More than half of aged care residents are not eating enough and are missing out on essential vitamins and other nutrients despite being offered a variety of food, Otago research shows.
A recently-published study, From Menu to Mouth, is the first to examine New Zealand data on the nutrient intakes of aged care residents and the only study to observe the complete decay rates of nutrients from when a meal is planned through to when it is served and consumed.
Lead author Wathsala Nanayakkara, who undertook the study with a team of University of Otago researchers, says studies examining nutritional intakes of aged care residents are scarce, despite a high prevalence of malnutrition in nursing homes and a rapidly aging population worldwide.
“We hope our study will raise awareness among the general public that over half of aged care residents do not consume adequate calories or energy and protein to maintain their body weight and muscle mass,” she says.
The study found key nutrients such as protein, fibre, water, vitamins A, E, B12, folate, calcium, iron and zinc were suboptimal even in male residents, who had the least nutrient decay rates, she says.
“We found on average 90 per cent of the nutrients planned on the menu were served, and 70 per cent were actually consumed.”
The highest rates of nutrient decay was seen in residents who were female, underweight, on smaller sized meals, receiving hospital-level care and on pureed meals.
Ms Nanayakkara examined three days’ worth of diet records for 54 residents at a Christchurch aged care facility, observing all the meals served and consumed.
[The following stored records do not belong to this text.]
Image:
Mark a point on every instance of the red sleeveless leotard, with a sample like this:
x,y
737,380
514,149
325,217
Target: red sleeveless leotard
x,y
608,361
The daily menu included three meals and three snacks and was designed to meet the recommended daily intakes of most residents.
Residents could choose between a standard serving size or a smaller serving size, which was approximately a half portion for the mains at lunch and dinner meals.
The majority of study participants were aged over 70, and consisted of 12 male residents eating standard size meals, and 42 female residents of whom 64 per cent ate smaller-sized meals.
More than 70 per cent of residents did not consume enough protein, which is important for bone health particularly in older adults and helps preserve muscle mass to support mobility, as well as combating illnesses such as infections.
Many residents did not consume vitamin C-rich items such as juices or fresh fruit, despite these being offered on the menu.
Other common food wastes that contributed to macronutrient loss included toast, particularly the crusts, sandwiches, salads, milk, meat, and some vegetables.
Study participants who ate smaller sized meals were served significantly less protein (meats) but similar amounts of fat to those eating standards sized meals.
The study results are in line with similar studies published overseas, which have found the majority of aged-care residents are at risk of nutritional inadequacy.
Ms Nanayakkara says she hopes aged care facility managers and staff involved in menu planning will take note that on average 30 per cent of planned nutrients are not consumed by residents.
Facilities should deliberately plan to oversupply meals so that what is served is greater than what is consumed in order to improve intakes of certain nutrients such as protein, she says.
However, serving large meals could discourage residents from eating, so one solution could be to offer second servings at meal times and offer more nutritional snacks between meals.
Further research involving multiple aged care facilities is needed to obtain more representative nationwide data, as are more intervention studies on how to improve the nutritional status of aged care residents, she says.
From menu to mouth: the decay pathway of nutrient intake from planned menu to consumed and characteristics of residents in an aged care facility with greater nutrient decay rates: a cross-sectional study, was published in the British Medical Journal Open.